September 4, 2011

Pyrenees Tour: Getting There, Trains

Picked my bike up in what was now a damaged box, and crossed my fingers. They remain twisted. Before leaving Blagnac (the airport in Toulouse) I went to the Air France information office.  The staff assured me that boxes for traveling bikes are always available for sale, a  big relief for my return home. Then I took the bike, in box, on the shuttle bus into town (5€) for both of us. It isn't far. Inquiring, at their ticket desk, I was told that bikes must be in boxes on the bus. No exceptions. This was predictable, so when I return to Toulouse my bike, Papillon, and I will be at the train station, and the box that I am required to have to get to the airport will be ... at the airport. The solution will wait.

In much of France, especially near larger cities, the train system is excellent, but it can be confusing to the uninitiated travelling with bikes. There are many different kinds of trains on French rail lines, with different price structures and regulations. I'm just starting to get the hang of it. It must be ok once you understand it because I often see cyclists and trains together.

In 2009 we used the TGV from Paris to Avignon. It does not allow bikes in boxes, only in bags. That story is in the Provence section of this site. Today the train ticket agent sold me a nonstop to Bayonne for 40€, leaving in about 2 hours. Then she took a closer look at my box and realized it was too big. She checked, and it turns out that particular Corail train also requires bags. I was not about to buy another expensive, bulky, heavy bag. So she put me on a TEOX train to Bordeaux and sold me a 10€ bike spot. The transfer in Bordeaux to Bayonne was on a TER, and they carry bikes for free. Both trains require that the bike be a bike, not a box, so I put it back together in the train station and threw out the cardboard. My fingers remain crossed until I ride it tomorrow, although I am happy to see no visible damage. It's always the rear derailleur that concerns me. I should probably learn to remove it for travel.

Cardboard boxes are hard to haul around, the handle slots rip quickly, and bikes often get damaged in them. There must be a better way and I suspect it is probably to buy a rigid box with wheels for pulling, always travel in and out of the same city, always spend the first and last night there, and always choose a hotel that will store the box. There are a lot of limitations there, limitations that seem overly constricting to me.
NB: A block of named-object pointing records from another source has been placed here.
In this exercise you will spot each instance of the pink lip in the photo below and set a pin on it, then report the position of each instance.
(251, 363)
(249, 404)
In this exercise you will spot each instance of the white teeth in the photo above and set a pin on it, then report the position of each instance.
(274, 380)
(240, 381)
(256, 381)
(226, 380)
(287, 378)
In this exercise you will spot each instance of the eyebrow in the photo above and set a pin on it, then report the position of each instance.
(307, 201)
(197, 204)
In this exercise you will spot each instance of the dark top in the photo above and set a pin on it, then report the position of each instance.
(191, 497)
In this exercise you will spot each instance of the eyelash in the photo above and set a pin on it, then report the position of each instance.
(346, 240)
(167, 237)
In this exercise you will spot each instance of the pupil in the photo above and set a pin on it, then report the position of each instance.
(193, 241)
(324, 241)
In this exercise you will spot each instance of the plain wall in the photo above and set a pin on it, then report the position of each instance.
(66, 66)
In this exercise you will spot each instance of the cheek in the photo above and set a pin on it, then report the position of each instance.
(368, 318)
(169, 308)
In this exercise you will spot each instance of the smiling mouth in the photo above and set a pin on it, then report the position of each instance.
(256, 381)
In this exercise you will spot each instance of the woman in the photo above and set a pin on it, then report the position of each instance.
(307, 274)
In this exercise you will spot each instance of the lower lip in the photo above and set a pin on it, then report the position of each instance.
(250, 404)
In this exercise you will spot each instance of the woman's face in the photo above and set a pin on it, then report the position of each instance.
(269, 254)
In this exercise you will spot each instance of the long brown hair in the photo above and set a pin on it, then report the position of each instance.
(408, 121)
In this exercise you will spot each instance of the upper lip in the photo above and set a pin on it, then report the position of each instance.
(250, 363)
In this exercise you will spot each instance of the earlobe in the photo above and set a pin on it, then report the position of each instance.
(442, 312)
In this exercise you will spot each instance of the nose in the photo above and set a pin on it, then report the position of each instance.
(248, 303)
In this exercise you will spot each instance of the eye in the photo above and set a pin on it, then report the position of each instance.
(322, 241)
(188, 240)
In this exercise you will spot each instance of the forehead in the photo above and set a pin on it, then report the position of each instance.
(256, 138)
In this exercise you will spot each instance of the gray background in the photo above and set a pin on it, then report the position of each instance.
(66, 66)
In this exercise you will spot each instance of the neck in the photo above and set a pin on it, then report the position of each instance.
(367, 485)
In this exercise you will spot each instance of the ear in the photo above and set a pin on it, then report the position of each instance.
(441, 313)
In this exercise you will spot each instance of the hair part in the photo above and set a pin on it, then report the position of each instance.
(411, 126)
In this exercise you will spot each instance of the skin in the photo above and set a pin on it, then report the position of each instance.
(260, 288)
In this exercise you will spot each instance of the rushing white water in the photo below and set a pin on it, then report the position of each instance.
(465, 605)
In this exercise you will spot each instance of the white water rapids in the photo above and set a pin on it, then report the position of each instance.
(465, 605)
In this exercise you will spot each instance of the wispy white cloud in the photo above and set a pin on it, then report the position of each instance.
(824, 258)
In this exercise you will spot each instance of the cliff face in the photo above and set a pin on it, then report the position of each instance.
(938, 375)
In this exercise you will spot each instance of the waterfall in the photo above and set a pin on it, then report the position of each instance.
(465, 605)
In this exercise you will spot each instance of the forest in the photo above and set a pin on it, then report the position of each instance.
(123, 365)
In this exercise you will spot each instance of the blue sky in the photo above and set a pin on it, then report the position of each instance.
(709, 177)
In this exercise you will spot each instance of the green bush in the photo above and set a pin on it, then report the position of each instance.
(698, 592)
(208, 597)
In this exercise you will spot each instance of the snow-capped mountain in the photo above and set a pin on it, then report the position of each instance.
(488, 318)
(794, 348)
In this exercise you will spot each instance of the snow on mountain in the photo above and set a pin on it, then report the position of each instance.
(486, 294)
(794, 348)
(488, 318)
Stairs are hard to manage when traveling alone with a cycle, handlebar bag and panniers. My lesson is always rely on the kindness of strangers and my strategy is related: have faith in humanity. So I make two trips now at all staircases, one with the bike alone, the next with the panniers that are waiting for me on the ground at the bottom of the steps. And often today someone helped me, unasked, usually a young man sometimes also with a bike. This is also a good conversation starter. It was late in the afternoon when we arrived at this station, 31 hours since I'd left home. I got off here. It was  the wrong stop. Luckily for me, another train came along in fifteen minutes. I negotiated these steps twice, up and down both sides. It was a stupid mistake, but I understand how I made it. Comforting, somehow.

Who knew that butterfly bush thrives as a weed, often in the wasteland around train tracks?
I should be at Bayonne by about 7:00 (32 hours after leaving home,) stupidly tired, but not much worse for wear. I'm staying at La Cote Basque, which has mixed reviews on the web, but is close to the train station. That was the most important thing to me, on the chance that the box was still with me. I knew it would be hard to move that box anything more than a minimal distance.

I spend tomorrow exploring Bayonne, eating seafood, and riding over to Biarritz to put my toes in this side of the Atlantic. If it's as hot as today ... maybe I'll swim.



  1. Imagine my surprise when I read this blog and was greeted with a near-identical photo of Bordeaux station as what I took 10 years ago! It's in this blog post, taken a few meters away, I least that's what my imagination tells me. It WAS Bordeaux, right?

    Your travails with the trains brings back (most unpleasant) memories. I'm glad to hear that you made it in one piece, along with Papillon.

  2. Gerry, The platform photos were in Toulouse at Gare Montabiau. The steps were at a tiny station a two stops before Bayonne, where I got off by mistake!! So I had the enormous pleasure of negotiating those steps twice, the second time fast, to make the train. I did transfer in Bordeaux, but no photos. Just saw your comment this morning, I hope you see this.

  3. I'm sure that's the same station. Now that I think back on it (10 years is a long time) it WAS Toulouse, not Bordeaux, since we started the trip in Bordeaux. Anyway, i'm enjoying the blog articles. Hope you get over the Pyrenees!